Anyway, that has always been OCMS’ passion. Now, we don’t just say we are for the Majority World. We say that God has called us to serve the whole global church. Why? Because in the West, there has to be a reimagining of mission today—we have to reimagine our spiritual life, what it means to be a disciple and how to reach out in the Western context. Now we say we serve the whole global church, so we have people who come to us from North America, as well as Africa and Asia.
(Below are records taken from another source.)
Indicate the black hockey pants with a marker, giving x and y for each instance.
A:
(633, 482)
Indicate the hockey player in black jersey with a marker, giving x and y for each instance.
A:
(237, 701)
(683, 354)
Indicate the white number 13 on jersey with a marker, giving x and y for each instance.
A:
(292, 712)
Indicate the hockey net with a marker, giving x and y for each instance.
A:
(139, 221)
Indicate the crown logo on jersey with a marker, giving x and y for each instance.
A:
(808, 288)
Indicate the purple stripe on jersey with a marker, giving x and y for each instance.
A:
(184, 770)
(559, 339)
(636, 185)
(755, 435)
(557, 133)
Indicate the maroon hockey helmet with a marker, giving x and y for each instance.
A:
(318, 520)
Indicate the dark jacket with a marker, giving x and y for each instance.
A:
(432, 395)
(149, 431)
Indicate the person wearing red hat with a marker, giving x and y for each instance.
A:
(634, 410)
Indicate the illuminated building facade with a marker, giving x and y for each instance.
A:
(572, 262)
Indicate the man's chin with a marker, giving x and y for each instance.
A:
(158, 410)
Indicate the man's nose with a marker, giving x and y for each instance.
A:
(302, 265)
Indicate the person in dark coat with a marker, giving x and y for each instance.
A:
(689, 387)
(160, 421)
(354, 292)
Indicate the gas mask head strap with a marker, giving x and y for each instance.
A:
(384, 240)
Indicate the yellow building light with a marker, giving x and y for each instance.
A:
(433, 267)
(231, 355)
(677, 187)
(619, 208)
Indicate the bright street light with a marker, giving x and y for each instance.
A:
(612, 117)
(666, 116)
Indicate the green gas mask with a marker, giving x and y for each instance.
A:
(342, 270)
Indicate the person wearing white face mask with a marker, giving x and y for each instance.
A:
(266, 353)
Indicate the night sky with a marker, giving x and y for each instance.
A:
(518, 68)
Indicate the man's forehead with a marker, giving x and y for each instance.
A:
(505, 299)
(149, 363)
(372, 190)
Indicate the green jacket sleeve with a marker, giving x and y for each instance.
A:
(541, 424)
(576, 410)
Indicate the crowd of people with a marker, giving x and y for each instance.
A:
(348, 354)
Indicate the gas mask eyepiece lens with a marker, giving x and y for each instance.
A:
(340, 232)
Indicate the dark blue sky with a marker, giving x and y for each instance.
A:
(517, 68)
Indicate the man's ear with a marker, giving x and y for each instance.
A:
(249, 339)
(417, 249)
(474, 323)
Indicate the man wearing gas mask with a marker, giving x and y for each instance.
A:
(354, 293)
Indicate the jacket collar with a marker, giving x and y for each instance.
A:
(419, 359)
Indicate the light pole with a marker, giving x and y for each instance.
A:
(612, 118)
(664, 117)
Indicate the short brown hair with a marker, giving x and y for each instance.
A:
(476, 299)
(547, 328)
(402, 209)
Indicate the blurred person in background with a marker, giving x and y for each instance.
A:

The main programme that we run is a PhD program. Why PhD? You can do a MA, or other degrees anywhere in the world but there aren’t many places where you can be enabled to do a PhD from the perspective that we have. What is the nature of God’s mission in this place? For us, we create a space where people can bring the questions from their context. We don’t tell them how to think but we enable them to think and do their research. That’s the vision of OCMS. We have about 90 scholars from over 40 countries at the moment, doing their PhD with us.
OCMS was a co-organiser of the GPS. How did that happen?
Well, Prof Doug contacted me one day and said, “We’re going to have a conference. We would like it if OCMS can provide academic support for us.” He shared the vision of the conference with me and I was really captured by the thought of an academic conference situated within the church. I came last February to meet with Pastor Kong and I spent a weekend worshipping with the church. I said to myself, “This is exceptional. It’s very important for us to be part of this.”
It came (to us); I wasn’t looking for it. God opened the door. We are absolutely thrilled to be part of it and we expect a lot to come from this.
What are your thoughts about the Global Pentecostal Summit? How do you think it will impact Christianity or Pentecostalism in the years to come?
There’s so much going on here that’s important. First of all, academic work has struggled to hold together its primary purpose, which is actually to serve the church and the calling to rigorous thinking. What tends to happen often in academic work is that the academy begins more and more to just be in its own space. It becomes isolated from those it’s designed to serve. What this conference has done is that it brought those two together, in an extraordinary way.
I’ve been to many academic conferences but this is almost unique, in my experience, in achieving what I believe is God’s intention for us: that we do the rigorous work of our thinking in a context of worship. God says to us, “Love the Lord your God with all your heart, with all your soul, with all your strength, and with all your mind.” If we separate the loving God with our mind from the rest, we’re in trouble. They come together. This conference has brought them together in a quite remarkable way. There’s something in this that we have to listen to and say, “How could we continue to do this kind of work in this way?”
Secondly, I think the intention of bringing together different voices from global Pentecostalism is absolutely right. We are dominated by particular voices in global Christianity, and it is hugely important that the body of Christ develops the ability to listen and take seriously all the voices. This is an attempt to bring different voices and different contexts together and take them seriously. To me, it is still the start of that journey. We still have more to learn about how we truly listen to each other in the global body of Christ, but it’s a good start. I have really appreciated the quality of the presentations, the amazing responses and the way in which the church participants have asked very pertinent questions.
I think it’s been a very rich, very rich experience. I’m anticipating that more will come from this, this will not be a one-off event.